Autun songe des mages
Cathédrale d’Autun, chapiteau. Voir une représentation qui ne fait pas partie du texte ! Mais elle en traduit magnifiquement le sens. L’ange touche le mage : à travers la naissance de l’étoile, c’est un véritable toucher, une incarnation de l’appel divin. Quelque chose qui réveille. Et le messager pointe cette étoile : regarde-la, fixe-la, tu y trouveras celui que tu cherches, c’est déjà sa présence!

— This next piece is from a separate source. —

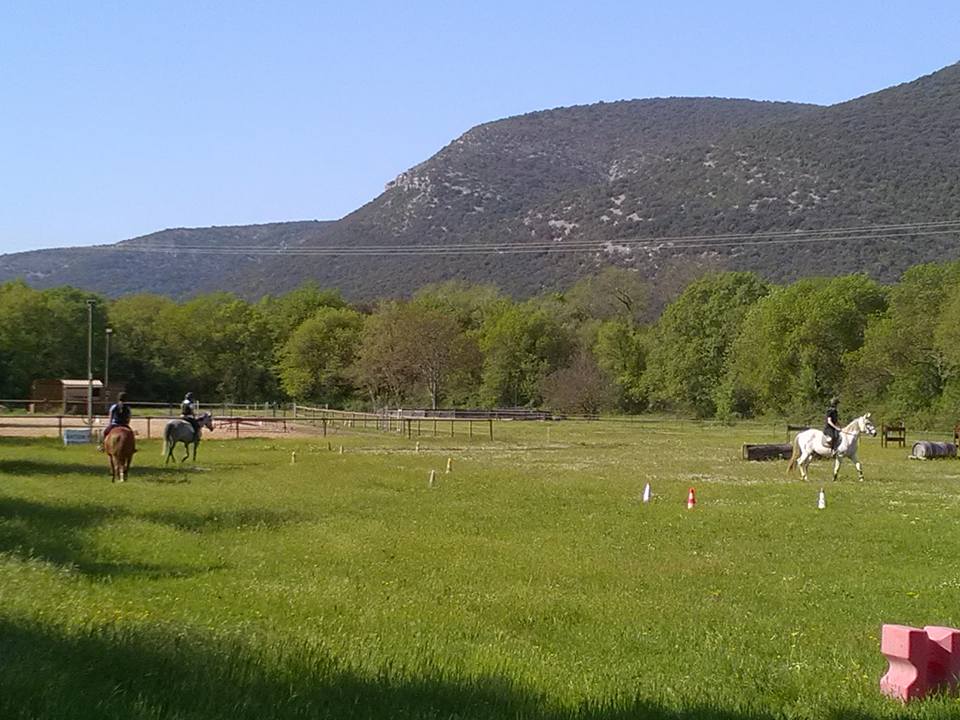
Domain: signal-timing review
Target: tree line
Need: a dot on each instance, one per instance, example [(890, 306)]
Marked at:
[(730, 345)]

     Ils reviennent à ce qu’ils savaient, à l’étoile. Etait-elle devenue invisible ? C’est peu probable. Je crois plutôt que, peu certains de la valeur de ce qu’on leur a dit au palais, réduits à ce seul moyen, ils le scrutent encore plus attentivement : c’est maintenant qu’ils découvrent en elle quelque chose de plus, qu’elle indique elle-même un lieu. Ce qu’ils ont perçu de Jésus dans leur éloignement est suffisant, pourvu qu’ils s’y attachent et creusent cette source. Ils y trouvent de quoi avancer et se repérer. « Regardant l’étoile, ils se réjouissent d’une immense joie profondément. » La joie, c’est le sentiment qui naît d’un bonheur présent. Ainsi pour eux : l’étoile n’est pas Jésus, n’est pas l’enfant qu’il cherchent. Mais quand ils découvrent qu’elle leur indique où le trouver, qu’elle est encore plus étonnante qu’ils ne l’avaient d’abord cru, qu’elle va les mener à coup sûr au terme de leur quête, la joie est totale et définitive, déjà. Ils sont habités par l’anticipation du terme de leur quête, et chercher c’est déjà trouver.

     Et les mages vont, et trouveront « l’enfant et sa mère« , comme Joseph veillait sur « l’enfant et sa mère« . Ils sont conduits au cœur de ce qui est confié si précieusement à la garde de Joseph. Finalement, ce passage par Jérusalem qui prend tant de place dans le récit montre peut-être ce qui prend trop de place dans nos vies et trouble notre quête. Chercher nous fait trop facilement avoir recours au pouvoir : à ceux qui peuvent, à ceux qui savent ; nous efforcer nous-mêmes de savoir et de pouvoir. Mais c’est une perte de temps : les indices qui nous ont mis en route, aussi ténus soient-ils, comportent s’ils sont authentiques tout ce qu’il faut pour que notre quête soit menée à terme. Regarder son étoile, scruter sa vocation, approfondir toujours ce qui nous a motivé d’abord, ce qui a provoqué dans notre vie un ébranlement nouveau : c’est là que nous trouvons tout, et plus encore que nous n’osons imaginer. Là que nous trouvons aussi la joie, la joie profonde. Eh bien, cher lecteur, si j’ai un vœu à formuler pour toi et les tiens cette année, c’est celui-là : prends conscience de ton étoile, scrute-la sans cesse, reviens-y avec confiance, et découvre ta joie !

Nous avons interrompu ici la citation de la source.